Both our operating and investment experience cause us to conclude that 'turnarounds' seldom turn, and that the same energies and talent are much better employed in a good business purchased at a fair price than in a poor business purchased at a bargain price. -- Warren Buffett, 1980
There's a very good reason why J.C. Penney (NYSE:JCP) and other "turnaround" stocks have not found their way into Berkshire Hathaway's (NYSE:BRK-A) (NYSE:BRK-B) portfolio. After a few disappointing experiences with struggling businesses early in his career, Berkshire Hathaway CEO Warren Buffett realized that investing in turnarounds was just a waste of energy.
Investors in J.C. Penney would be wise to heed Buffett's wisdom. A large number of "value" investors have piled into J.C. Penney stock in recent months, driving the stock price up from a multi-decade low below $5 to more than $9. Yet J.C. Penney remains unprofitable -- and if you believe Warren Buffett, it may never be fixed.
Buffett's turnaround allergy
Investors are usually attracted to turnarounds because shares of struggling companies tend to be cheap. Indeed, Warren Buffett's most famous acquisition -- Berkshire Hathaway -- was bought as a turnaround play at a big discount.
When turnarounds succeed, the gains can be extraordinary. It's not uncommon for investors who time a turnaround correctly to make 5-10 times their money or more in a few years. However, Buffett would caution that for every successful turnaround story, there are many more turnaround candidates that either limp along or quickly spiral into bankruptcy.
If there were no other way to make money in the stock market, perhaps it would still be worth it for investors to gamble on turnaround plays. However, Warren Buffett has shown that a skilled investor can find multi-baggers in the making without taking on the risk of failed turnarounds. Berkshire Hathaway shares have skyrocketed more than 2,500% in the last 25 years.
One of Buffett's secrets to success was realizing that he was better off putting effort into finding businesses with the strongest moats rather than trying to guess which corporate turnarounds were likely to work.
Speaking from experience
Buffett's impatience for turnarounds was already solidified by 1980. His inability to turn around Berkshire Hathaway's textile operations during the 1960s and 1970s played a big role in shaping this philosophy. Buffett bought Berkshire Hathaway for well below book value, and eventually bought another struggling textile business (Waumbec Mills) for pennies on the dollar.

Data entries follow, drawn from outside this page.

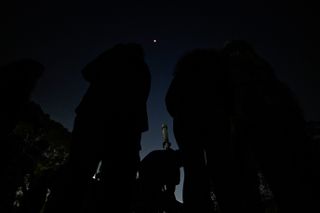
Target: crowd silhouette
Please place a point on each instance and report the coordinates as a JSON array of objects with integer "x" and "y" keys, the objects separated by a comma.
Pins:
[{"x": 234, "y": 122}]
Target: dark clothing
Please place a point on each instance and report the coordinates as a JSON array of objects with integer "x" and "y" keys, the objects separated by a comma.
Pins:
[
  {"x": 108, "y": 125},
  {"x": 159, "y": 173}
]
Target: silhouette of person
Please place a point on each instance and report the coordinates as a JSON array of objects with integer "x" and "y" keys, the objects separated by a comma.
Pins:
[
  {"x": 108, "y": 126},
  {"x": 197, "y": 100},
  {"x": 159, "y": 173},
  {"x": 269, "y": 126},
  {"x": 18, "y": 81}
]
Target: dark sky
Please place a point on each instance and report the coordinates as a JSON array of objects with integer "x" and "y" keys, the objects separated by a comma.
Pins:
[{"x": 65, "y": 35}]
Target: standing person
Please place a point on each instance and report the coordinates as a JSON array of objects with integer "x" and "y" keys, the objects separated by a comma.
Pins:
[
  {"x": 108, "y": 126},
  {"x": 197, "y": 100},
  {"x": 159, "y": 174}
]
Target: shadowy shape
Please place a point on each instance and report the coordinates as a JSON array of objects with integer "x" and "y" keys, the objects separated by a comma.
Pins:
[
  {"x": 18, "y": 79},
  {"x": 159, "y": 174},
  {"x": 270, "y": 125},
  {"x": 109, "y": 122},
  {"x": 233, "y": 119},
  {"x": 197, "y": 99}
]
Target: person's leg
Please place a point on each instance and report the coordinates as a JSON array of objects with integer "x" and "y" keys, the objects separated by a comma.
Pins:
[{"x": 196, "y": 190}]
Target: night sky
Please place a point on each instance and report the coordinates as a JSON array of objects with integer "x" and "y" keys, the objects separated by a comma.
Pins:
[{"x": 64, "y": 36}]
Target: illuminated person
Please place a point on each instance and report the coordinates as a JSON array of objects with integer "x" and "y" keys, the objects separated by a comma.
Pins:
[
  {"x": 159, "y": 174},
  {"x": 109, "y": 123}
]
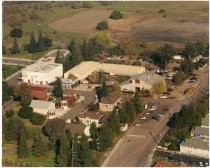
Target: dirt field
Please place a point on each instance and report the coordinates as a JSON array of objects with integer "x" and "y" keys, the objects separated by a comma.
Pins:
[{"x": 83, "y": 22}]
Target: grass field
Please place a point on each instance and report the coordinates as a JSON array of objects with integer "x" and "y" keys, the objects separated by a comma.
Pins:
[{"x": 8, "y": 70}]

Berkshire's textile operations notched several years of profitability during the 1970s. However, every "turnaround" was soon followed by another crisis. Both before and after the acquisitions, the Berkshire Hathaway textile business was in a cycle of "one step forward, two steps back," leading slowly but surely to persistent losses.
J.C. Penney -- just another turnaround candidate
Many investors were enthusiastic about J.C. Penney's most recent earnings report. The company reported a 6.2% increase in same store sales, a higher gross margin, and lower operating expenses. J.C. Penney expects a continuation of these trends throughout 2014.
To some extent, investors' excitement makes sense in light of these improving trends. However, despite the sales and margin improvements, J.C. Penney still lost $344 million before taxes on sales of $2.8 billion. That's a double-digit negative profit margin!
If J.C. Penney maintains its current sales growth and margin improvement trajectories, it would take several years to return to profitability. Yet there is no guarantee that J.C. Penney can maintain this momentum. Warren Buffett learned this lesson the hard way: Berkshire Hathaway's textile business had a few promising years, but the improvements were never sustainable.
In fact, much of J.C. Penney's improvement last quarter can be attributed to its terrible performance the year before. It was simple for J.C. Penney to look good going up against such easy comparisons. However, there's little evidence that J.C. Penney is attracting new fans (as opposed to getting back some of the customers it lost), which bodes ill for its long-term prospects.
Foolish final thoughts
Warren Buffett learned the hard way that it's tough to predict whether a struggling business can be saved. (So did I.) You don't have to.
Rather than struggling to identify the turnaround candidate that's going to make you rich -- and perhaps losing a boatload of money along the way -- Warren Buffett would tell you to spend your time looking for truly great businesses. These companies can become big winners in your portfolio, without any of the risk of owning troubled businesses.